From May-November of 2018 we built out our product, on-boarded some customers from our previous company and fundraised.  We had been making such great traction and were getting so much interest from investors that we stopped focusing on acquiring customers (don't make that mistake), and were only focused on closing a pre-seed round of investment.  During this time period we did get selected as one of North Americas top fintechs by Money 20/20 and made it the final rounds of Ycombinator and Techstars, but because we let our sales guard down, we couldn't close those accelerators, and couldn't get terms that we liked with investors.  So November hit, and we truly felt like our backs were against the wall.  We had gone almost an entire year and had very little revenue to show, we had no official sales/marketing strategy, but we had a product and vision that we knew was going to change the landscape of global payments.  We decided to finish 2018 out really strong and see where that would land us in 2019.

Fast forward, to present day, mid February 2019, and we have developed a sophisticated marketing engine, finding leads and generating new ones on a fairly small budget.  We have more customers in the pipeline than we can handle, so we brought on a new sales person to help.  We also were needing help on some of our engineering tasks, so we brought on a junior dev.  Something funny though has happened in between November and February, we somehow managed to make our 4th pivot...

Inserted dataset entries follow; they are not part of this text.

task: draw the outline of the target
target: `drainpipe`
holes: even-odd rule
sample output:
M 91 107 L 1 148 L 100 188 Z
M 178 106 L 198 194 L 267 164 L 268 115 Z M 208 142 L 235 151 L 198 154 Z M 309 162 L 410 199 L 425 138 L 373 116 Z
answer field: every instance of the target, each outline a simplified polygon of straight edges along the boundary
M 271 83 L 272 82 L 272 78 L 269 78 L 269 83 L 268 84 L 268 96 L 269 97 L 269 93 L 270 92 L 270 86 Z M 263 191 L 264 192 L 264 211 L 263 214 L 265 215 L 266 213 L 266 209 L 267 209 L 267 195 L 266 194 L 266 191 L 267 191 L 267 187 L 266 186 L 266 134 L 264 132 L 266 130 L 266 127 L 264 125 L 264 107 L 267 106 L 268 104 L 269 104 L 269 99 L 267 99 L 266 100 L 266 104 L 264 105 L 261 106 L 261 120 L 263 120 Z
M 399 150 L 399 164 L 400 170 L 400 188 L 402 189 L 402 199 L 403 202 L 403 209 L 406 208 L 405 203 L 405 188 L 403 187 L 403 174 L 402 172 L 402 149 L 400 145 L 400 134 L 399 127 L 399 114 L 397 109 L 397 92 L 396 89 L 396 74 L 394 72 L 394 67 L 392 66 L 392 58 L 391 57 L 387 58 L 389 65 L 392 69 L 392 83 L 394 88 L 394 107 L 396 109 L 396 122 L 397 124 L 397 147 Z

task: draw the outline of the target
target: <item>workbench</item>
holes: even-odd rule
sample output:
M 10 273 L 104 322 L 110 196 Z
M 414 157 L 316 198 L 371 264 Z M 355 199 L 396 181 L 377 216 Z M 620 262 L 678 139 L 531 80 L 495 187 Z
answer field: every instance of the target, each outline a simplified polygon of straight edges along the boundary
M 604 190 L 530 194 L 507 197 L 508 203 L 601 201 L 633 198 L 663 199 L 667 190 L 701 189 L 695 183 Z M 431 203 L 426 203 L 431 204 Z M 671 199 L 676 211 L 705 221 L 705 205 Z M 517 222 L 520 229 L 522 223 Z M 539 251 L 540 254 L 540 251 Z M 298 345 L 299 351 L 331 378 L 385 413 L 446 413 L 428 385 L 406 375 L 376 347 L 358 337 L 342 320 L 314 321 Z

We initially built Routefusion as a way to find the cheapest exchange rates, but what we found is that through our strategic partnerships we have unlocked the ability to set our own rates within the market, so we can go as low on pricing as we want, voiding the "lowest cost routing algorithms".  Inadvertently, we have started connecting the "plumbing" between all of the third party payment providers.  You see, in the crazy world of international payments, everyone has their own unique value proposition, some companies may be really good at handling micro payments, some companies may be amazing at high value low volume payments, etc.  Either way you look at it, the industry is extremely siloed, and very diverse.  What we have built is a way to connect all of these companies and value propositions together under one central unified API and user interface.  My vision for this industry is that companies like Routefusion will become the de-facto solution for new fintechs, banks, financial inquisitions, etc, because we are unifying the industry under one roof.  No longer do you need to go searching for multiple API's to handle your complex payout solutions, instead you can integrate with one API and get access to the entire industry, it is a no-brainer.  So without even realizing it, we managed to pivot for the 4th time, which brings me to the moral of this article.

During the early stages of your company you are going to pivot, it is natural.  Think of pivoting like being the captain of a boat.  As the captain you have a destination in mind and are heading towards that destination.  Along the way storms may arise, and you may have to veer slightly off course so you don't crash your vessel, but as long as you stay focused on where you are heading and don't do a complete 180 you will eventually arrive at your destination.  Routefusion has made 4 different pivots and I know that our company is going to slightly pivot again, but at this point, they are going to be natural minor tweaks, not full on re-routes.  Don't be afraid to make a pivot, it may seem like you are starting over, but its a natural progression, just be cognizant about how you are pivoting, and keep pushing forward, don't look back, and please don't turn around.

If you made it this far congratulations, you just read 2400 words!